The total nitrogen in the soils is, of course, directly proportional to the amount of organic matter. Soils of higher total nitrogen content undoubtedly produce higher yields of pasture algae. This fact has also been proved both by culture of these algae in greenhouse under controlled conditions, and by fertilization field trials.
Table VII
Total nitrogen in the algal pasture soils of milkfish ponds
| Total nitrogen (percent) | < 0.10 (Very low) | 0.11–0.15 (low) | 0.16–0.20 (medium) | > 0.21 (high) |
| Number of samples | 39 | 84 | 174 | 38 |
The content of available phosphorus in the samples was determined by Bray's method and the results obtained are indicated in Table VIII. Generally, the algal pasture soils are rich in available phosphorus and contain an average of 42 ppm for the whole sample. As available phosphorus promotes the growth of pasture algae, the application of either organic or inorganic phosphate to the bottom soils, alone or in combination with nitrogen fertilizers, improved the growth of pasture algae both in the greenhouse and in field tests.
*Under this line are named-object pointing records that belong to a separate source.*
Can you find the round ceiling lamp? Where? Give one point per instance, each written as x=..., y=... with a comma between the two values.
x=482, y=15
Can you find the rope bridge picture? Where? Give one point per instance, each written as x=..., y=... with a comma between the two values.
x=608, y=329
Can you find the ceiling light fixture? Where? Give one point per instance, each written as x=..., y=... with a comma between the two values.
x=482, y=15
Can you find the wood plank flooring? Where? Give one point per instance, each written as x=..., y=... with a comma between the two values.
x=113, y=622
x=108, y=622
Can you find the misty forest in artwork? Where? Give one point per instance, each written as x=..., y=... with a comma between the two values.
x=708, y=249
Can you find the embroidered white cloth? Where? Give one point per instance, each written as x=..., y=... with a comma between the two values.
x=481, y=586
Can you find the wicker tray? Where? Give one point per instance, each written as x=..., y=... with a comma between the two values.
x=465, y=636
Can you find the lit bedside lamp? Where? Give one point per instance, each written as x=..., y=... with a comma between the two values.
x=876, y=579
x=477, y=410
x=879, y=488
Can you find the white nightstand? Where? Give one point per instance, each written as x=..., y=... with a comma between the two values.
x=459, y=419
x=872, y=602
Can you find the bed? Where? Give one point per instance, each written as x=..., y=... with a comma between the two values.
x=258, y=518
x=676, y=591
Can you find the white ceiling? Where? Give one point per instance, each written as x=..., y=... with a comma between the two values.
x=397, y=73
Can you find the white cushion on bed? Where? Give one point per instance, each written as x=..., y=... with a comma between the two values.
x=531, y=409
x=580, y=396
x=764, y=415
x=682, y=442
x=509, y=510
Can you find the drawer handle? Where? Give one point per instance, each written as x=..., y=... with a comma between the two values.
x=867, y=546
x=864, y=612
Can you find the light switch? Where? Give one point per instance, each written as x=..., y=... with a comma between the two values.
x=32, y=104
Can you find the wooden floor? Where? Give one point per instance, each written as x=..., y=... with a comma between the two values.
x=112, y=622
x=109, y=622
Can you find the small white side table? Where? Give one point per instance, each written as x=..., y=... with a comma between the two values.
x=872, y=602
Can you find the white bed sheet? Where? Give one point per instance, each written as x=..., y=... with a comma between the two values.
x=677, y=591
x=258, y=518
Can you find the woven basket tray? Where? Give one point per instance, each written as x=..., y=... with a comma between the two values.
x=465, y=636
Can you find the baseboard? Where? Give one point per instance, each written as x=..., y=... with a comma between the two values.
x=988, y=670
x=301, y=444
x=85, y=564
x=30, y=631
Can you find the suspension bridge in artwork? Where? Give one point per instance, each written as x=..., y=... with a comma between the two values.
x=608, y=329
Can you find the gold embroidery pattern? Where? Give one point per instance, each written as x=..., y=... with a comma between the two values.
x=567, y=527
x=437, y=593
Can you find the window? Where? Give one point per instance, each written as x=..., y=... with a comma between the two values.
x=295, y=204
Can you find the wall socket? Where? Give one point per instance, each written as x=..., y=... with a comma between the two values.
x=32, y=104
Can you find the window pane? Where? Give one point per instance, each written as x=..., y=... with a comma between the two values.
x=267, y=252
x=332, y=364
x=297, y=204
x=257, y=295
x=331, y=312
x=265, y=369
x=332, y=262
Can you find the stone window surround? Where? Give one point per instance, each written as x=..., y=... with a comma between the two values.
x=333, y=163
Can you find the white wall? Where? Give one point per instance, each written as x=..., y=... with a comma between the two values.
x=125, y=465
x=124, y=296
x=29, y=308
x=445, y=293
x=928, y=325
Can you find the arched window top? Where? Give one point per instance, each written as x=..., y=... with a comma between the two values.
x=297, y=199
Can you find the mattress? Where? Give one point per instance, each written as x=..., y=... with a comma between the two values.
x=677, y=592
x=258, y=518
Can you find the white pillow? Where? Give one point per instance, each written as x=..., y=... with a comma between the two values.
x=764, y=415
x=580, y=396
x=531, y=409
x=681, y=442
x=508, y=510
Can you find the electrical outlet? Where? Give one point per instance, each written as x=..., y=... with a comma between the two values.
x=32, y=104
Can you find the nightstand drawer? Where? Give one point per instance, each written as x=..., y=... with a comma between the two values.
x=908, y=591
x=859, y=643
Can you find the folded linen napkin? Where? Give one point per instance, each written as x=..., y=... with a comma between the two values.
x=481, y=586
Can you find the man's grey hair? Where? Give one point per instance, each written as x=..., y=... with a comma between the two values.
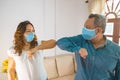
x=100, y=20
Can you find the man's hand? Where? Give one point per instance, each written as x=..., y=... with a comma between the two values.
x=83, y=53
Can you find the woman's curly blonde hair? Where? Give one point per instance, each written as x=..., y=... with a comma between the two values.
x=19, y=37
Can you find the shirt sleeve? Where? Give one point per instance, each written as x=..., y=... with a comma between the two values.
x=71, y=44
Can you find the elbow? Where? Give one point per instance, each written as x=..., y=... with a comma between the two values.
x=62, y=43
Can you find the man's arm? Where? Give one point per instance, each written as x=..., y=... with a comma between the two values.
x=11, y=69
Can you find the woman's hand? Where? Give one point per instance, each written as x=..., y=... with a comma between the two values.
x=83, y=53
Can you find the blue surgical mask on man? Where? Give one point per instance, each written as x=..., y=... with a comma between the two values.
x=88, y=34
x=29, y=37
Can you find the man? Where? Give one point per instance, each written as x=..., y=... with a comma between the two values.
x=97, y=57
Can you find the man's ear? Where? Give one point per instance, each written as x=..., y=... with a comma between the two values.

Therefore, the application of phosphate to the algal pasture soil is deemed very necessary.
Table VIII
The available phosphorus in the algal pasture soils of milkfish ponds
| Available phosphorus (ppm) | < 35 (low) | 36–45 (medium) | > 46 (high) |
| Number of samples | 74 | 102 | 166 |
Available potassium in the soil samples was determined by Peech's cobalt nitrate turbidimetric method. The range of available potassium content of the algal pasture soil is from 326 to 709 ppm. The wide range of available potassium content is due mainly to the accumulation of potassium chloride from sea water by periodical evaporation. It is doubtful whether the algal pasture soil needs any application of potash since the results from experiments conducted in both greenhouse and field indicate that the algal pasture soil shows no response to potash from both organic and inorganic sources.
Table IX
Available potassium in the algal pasture soils of milkfish ponds
| Available K (ppm) | < 350 (low) | 350–500 (medium) | > 500 (high) |
| Number of samples | 36 | 148 | 159 |
The available Ca and Mg were determined by Peech's soap solution and titan yellow colorimetric methods respectively (Table X). As there is no soluble carbonate in the algal pasture soil, the Ca and Mg may not change the alkaline reaction of the soil samples.
Table X
Available Ca and Mg in the algal pasture soils of milkfish ponds
| Available Ca (ppm) | < 700 (low) | 700–1,200 (medium) | > 1,200 (high) |
| Number of samples | 50 | 134 | 151 |
| Available Mg (ppm) | < 300 (low) | 300–600 (medium) | > 600 (high) |
| Number of samples | 46 | 118 | 168 |
The chloride content was determined by use of the usual chemical methods and the results are indicated in Table XI. The high chloride content of the algal pasture soil is of course derived from sodium and magnesium. As the pasture algae prefer to grow in water of a certain range of salinity, an increase of chlorides in the soils, by evaporation of sea water during the fallow season, may be necessary.
Table XI
Chloride content of the algal pasture soils of milkfish ponds
| Chloride (ppm) | < 2,000 (low) | 2,000–5,000 (medium) | > 5,000 (high) |
| Number of samples | 32 | 144 | 163 |
Chen, Tung-Pai, 1952 Milkfish culture in Taiwan. Fish.Ser.Chin.-Amer.Comm.rur.Reconstr., (1):17 p.
Tang, Yun-An and T.P. Chen, 1957 The use of chemical fertilizers in the milkfish ponds of Taiwan. Fish.Ser.Chin.-Amer.Comm.rur.Reconstr., (3):19 p.